On our way to our hotel we watched some locals practicing archery with compound bows. Archery is Bhutan’s national sport. They are required to wear their traditional clothing when practicing. Traditionally, simple bows are used to try to hit a target 150 m away.
After we were taken to our hotel. Our room had a spectacular view of Memorial Chorten, a stupa built in 1974 to honour the third king. There was a huge number of people walking around it. Our guide told us old people do this every day, others only on weekends. They were walking from when we arrived until when we went to sleep and then when we woke up there was still quite a few people doing their rounds.
I called my mom and Danny went for a walk around town. He ended up at a soccer stadium watching a high school match.
At 7:00 pm we went downstairs for supper. It was a buffet with many different dishes. After we went back to our room and fell to our beds after a very long, full day.
Day 237: November 4, 2018
I woke up early this morning to FaceTime Kaleen. Then we had breakfast and finished packing our bags. We started our drive out of Thimphu and drove to Dochula Pass at 3,140 m.
In 2003, the queen mother built 108 memorial stupas there that are known as “Druk Wangyal Chortens” for the Bhutanese soldiers killed during the fight against insurgents from India. Typically, there is a beautiful view out to the Himalayas, but it was a bit too cloudy when we were there.
We walked through the stupas then crossed the road where there was a path up into the trees. There were little temples with Buddha relief inside spotted on the hill. It felt like a very spiritual location.
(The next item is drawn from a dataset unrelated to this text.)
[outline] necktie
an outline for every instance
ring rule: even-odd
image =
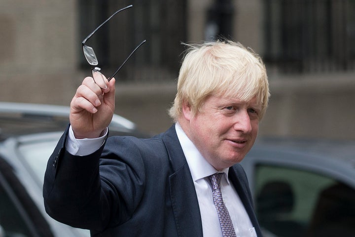
[[[222,228],[223,237],[235,237],[235,231],[229,213],[224,205],[220,189],[220,180],[222,173],[214,174],[209,176],[213,188],[213,198]]]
I enjoyed taking the time to sit there in the quiet.
We returned to a nearby cafe to use the washroom then continued our drive to Punakha. We had lunch in the city which was similar food to the previous day.
Next we went rafting on the Mo Chu river. It wasn’t originally on the itinerary so we had to pay extra. The rafting wasn’t too extreme, but it was nice. The view of the rice fields on the hills added to the experience.
After rafting we went to Punakha Dzong which is located at the meeting of the Pho Chu (male) and Mo Chu (female) rivers. The fortress was built there in 1637 by Ngawang Namgyal or the “Bearded Lama” who was a Tibetan lama that was the first to unify Bhutan. He brought with him sacred relics from Tibet to Bhutan. This caused many invasions by Tibet.
Inside the fortress there were three courtyards. The fortress is split into two parts: administrative and monasteric. As in the past, the monks, of which there are currently 400-500, migrate between the Thimphu and Punakha monasteries. Soon they will return to Punakha for the winter.
Within the monasteric portion there were two temples: one houses the relics as well as Namgyal’s remains (only select people can enter) and the other is a temple everyone can enter. There were paintings inside showing the twelve days of Buddha which outlines his life from birth to nirvana.
Buddha was the son of a king who realized that life is suffering. He left his family and struggled to find the meaning of life. When he finally reached enlightenment he went to heaven to bring what he learned to his mother. The earth needed him so he descended back down. Descending Day is also Mother’s Day in Bhutan.
We saw a bodhi tree in one courtyard as well as a stupa. There are eight different shapes of stupas, each representing different events in Buddha’s life.
We returned to the vehicle and were taken to our hotel where we relaxed until supper at 7:00 pm. We tried out the local beer and wine which were pretty tasty. After supper, we sat out on a porch swing and looked up at the stars. We reflected on our trip and what it will be like going back home. When we got cold we went inside to go to bed.
Bhutan seems to have come to us at exactly the perfect time. I was feeling a bit run down by Thailand again and I feel refreshed in Bhutan. The coolness of the air, the lack of crowds and the silence are wonderful. I can’t wait to see what else Bhutan has in store for us.